Nina, suis-moi, me dit-il légèrement en colère.


Je suis bien obligée de le suivre puisqu'il me broie le poignet. Qu'est-ce que j'ai pu faire ?
Je fais de mon mieux pour avancer sans trébucher. Il me tire trop fort. Mes pieds rencontrent des graviers et en relevant enfin la tête du sol, j'ouvre grand les yeux en voyant les tombes devant nous.


Mon père m'a déjà emmené dans un lieu comme ça. Il m'a expliqué qu'on y mettait les personnes décédées et qu'on devait se taire, être respectueux. Je garde donc le silence, perplexe.
Puis, mon père s'arrête et me tire face à lui avant de s'agenouiller.


Reste bien sage, hein ?, susurre-t-il en lissant ma robe et mon manteau noir.

Je le regarde faire en hochant de la tête, beaucoup trop impressionnée par les lieux.


On est dans un endroit privé ici, chez les Baranovski, tu te souviens ?, continue-t-il en me faisant un léger sourire. Alors ne parle à personne, reste à côté de moi, d'accord Nina ?

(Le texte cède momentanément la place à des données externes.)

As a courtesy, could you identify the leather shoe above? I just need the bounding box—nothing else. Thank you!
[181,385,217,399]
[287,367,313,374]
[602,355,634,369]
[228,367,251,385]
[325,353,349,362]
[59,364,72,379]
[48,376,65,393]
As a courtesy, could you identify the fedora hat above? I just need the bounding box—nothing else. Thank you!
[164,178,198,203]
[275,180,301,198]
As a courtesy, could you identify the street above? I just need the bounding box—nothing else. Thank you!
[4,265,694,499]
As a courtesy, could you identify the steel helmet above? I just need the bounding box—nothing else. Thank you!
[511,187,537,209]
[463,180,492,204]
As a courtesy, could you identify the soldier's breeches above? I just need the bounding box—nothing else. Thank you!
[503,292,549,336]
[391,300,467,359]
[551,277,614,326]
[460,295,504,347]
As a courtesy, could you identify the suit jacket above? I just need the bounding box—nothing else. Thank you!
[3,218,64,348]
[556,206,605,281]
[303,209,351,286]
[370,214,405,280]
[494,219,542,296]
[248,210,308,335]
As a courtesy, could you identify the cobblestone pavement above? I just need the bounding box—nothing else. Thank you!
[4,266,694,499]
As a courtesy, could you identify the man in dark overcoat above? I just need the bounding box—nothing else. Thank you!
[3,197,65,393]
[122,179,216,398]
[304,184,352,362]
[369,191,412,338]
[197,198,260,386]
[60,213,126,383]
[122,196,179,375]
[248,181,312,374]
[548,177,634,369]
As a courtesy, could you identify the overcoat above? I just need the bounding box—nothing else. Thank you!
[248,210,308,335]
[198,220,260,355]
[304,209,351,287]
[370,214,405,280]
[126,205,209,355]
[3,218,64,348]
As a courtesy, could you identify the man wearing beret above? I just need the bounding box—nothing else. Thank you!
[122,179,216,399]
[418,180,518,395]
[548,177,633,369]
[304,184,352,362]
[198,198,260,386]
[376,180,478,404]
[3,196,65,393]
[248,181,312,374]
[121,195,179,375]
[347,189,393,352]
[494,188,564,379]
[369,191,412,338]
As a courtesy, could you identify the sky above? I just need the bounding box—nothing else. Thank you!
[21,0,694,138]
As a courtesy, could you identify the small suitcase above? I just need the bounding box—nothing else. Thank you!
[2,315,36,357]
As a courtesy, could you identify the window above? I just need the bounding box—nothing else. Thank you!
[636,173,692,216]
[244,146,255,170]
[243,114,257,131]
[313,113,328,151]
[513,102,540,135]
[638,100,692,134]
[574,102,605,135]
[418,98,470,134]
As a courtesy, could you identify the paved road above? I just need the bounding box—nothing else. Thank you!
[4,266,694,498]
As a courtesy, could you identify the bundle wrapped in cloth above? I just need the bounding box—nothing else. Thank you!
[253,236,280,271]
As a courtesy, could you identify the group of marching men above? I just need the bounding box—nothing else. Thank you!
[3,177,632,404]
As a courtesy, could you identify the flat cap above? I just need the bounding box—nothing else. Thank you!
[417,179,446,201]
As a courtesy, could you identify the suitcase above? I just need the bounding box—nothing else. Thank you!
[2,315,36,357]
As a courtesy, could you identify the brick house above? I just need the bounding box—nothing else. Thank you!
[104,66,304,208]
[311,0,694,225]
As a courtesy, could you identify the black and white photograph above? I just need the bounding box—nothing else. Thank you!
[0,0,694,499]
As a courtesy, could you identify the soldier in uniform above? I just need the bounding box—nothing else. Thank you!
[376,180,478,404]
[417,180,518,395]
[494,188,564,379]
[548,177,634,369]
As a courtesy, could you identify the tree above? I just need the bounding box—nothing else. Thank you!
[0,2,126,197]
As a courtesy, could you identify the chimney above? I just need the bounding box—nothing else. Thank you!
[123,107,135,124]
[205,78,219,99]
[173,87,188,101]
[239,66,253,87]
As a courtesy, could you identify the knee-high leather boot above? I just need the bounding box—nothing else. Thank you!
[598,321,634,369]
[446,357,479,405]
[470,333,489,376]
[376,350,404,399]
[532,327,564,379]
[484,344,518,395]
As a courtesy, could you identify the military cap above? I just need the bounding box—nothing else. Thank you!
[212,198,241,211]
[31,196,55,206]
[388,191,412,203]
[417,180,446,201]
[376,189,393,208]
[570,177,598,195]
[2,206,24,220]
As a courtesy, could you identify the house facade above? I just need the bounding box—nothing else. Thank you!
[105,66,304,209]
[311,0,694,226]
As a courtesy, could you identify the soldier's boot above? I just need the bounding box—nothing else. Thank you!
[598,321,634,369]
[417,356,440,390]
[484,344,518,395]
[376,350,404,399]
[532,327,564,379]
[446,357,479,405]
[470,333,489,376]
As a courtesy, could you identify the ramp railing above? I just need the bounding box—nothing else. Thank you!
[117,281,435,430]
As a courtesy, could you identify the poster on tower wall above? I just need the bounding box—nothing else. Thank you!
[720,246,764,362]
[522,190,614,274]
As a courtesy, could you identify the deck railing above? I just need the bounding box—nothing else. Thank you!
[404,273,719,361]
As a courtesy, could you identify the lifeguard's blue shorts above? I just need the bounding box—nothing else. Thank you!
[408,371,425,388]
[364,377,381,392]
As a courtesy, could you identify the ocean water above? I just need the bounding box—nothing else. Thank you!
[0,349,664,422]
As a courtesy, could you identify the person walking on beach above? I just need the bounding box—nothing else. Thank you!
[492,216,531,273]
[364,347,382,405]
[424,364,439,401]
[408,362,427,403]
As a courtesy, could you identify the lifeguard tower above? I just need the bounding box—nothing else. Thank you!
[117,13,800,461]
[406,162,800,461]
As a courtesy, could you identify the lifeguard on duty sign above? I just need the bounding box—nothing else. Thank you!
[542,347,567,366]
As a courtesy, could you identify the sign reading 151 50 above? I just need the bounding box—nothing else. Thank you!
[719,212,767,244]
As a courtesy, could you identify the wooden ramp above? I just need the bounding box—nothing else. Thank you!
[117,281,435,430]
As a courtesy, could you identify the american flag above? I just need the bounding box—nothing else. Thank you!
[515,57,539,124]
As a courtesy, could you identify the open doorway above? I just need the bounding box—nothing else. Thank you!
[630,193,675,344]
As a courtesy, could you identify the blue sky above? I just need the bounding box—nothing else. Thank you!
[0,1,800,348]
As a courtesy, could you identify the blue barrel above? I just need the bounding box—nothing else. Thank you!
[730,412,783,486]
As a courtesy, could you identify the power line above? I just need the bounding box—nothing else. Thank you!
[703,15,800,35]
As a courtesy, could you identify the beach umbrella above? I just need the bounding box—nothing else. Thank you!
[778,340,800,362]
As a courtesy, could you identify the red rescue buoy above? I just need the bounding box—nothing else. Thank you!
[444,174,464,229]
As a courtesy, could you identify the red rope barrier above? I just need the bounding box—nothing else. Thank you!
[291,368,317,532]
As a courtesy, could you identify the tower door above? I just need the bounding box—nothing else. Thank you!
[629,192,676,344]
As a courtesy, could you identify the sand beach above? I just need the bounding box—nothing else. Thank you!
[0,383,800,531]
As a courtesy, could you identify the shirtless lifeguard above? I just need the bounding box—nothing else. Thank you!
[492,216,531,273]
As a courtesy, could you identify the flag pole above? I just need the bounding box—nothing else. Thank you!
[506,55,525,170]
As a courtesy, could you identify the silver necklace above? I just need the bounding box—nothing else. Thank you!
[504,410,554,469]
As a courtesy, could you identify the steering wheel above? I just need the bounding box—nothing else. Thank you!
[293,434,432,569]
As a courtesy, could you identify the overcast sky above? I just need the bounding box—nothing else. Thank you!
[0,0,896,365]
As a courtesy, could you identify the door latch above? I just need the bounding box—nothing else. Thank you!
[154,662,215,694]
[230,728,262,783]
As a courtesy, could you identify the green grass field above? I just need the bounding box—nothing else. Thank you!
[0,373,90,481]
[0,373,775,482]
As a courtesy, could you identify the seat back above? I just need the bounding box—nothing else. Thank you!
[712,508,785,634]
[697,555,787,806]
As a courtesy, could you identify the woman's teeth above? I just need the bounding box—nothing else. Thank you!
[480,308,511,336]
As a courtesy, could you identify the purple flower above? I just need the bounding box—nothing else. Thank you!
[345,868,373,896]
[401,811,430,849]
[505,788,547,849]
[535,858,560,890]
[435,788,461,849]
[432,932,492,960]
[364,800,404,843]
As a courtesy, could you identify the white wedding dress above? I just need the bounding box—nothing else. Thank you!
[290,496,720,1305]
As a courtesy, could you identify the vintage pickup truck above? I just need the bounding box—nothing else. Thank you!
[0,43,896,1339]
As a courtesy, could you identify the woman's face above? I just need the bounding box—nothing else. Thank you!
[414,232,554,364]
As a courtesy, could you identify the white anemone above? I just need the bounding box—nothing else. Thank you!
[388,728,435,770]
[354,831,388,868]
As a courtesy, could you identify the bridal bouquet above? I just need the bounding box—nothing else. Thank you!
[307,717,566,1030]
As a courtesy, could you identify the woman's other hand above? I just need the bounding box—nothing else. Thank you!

Oui, papa, dis-je doucement.


Je ne veux pas le décevoir. Je n'aime pas ça. Je le regarde se redresser avant de se retourner vers la foule déjà amassée. Je ne vois rien du tout mais décide d'obéir à mon père et de rester à côté de lui. Puis, j'entends au loin la voix d'un homme. Personne d'autre ne parle et semble tous l'écouter lui. Je n'y comprends rien.


Je commence à avoir froid mais l'homme ne s'arrête jamais de parler. Je m'amuse à repousser les petits cailloux sous mes pieds. Je ne fais que renifler et m'empêche d'essuyer mon nez sur ma manche car mon père dit que c'est très sale.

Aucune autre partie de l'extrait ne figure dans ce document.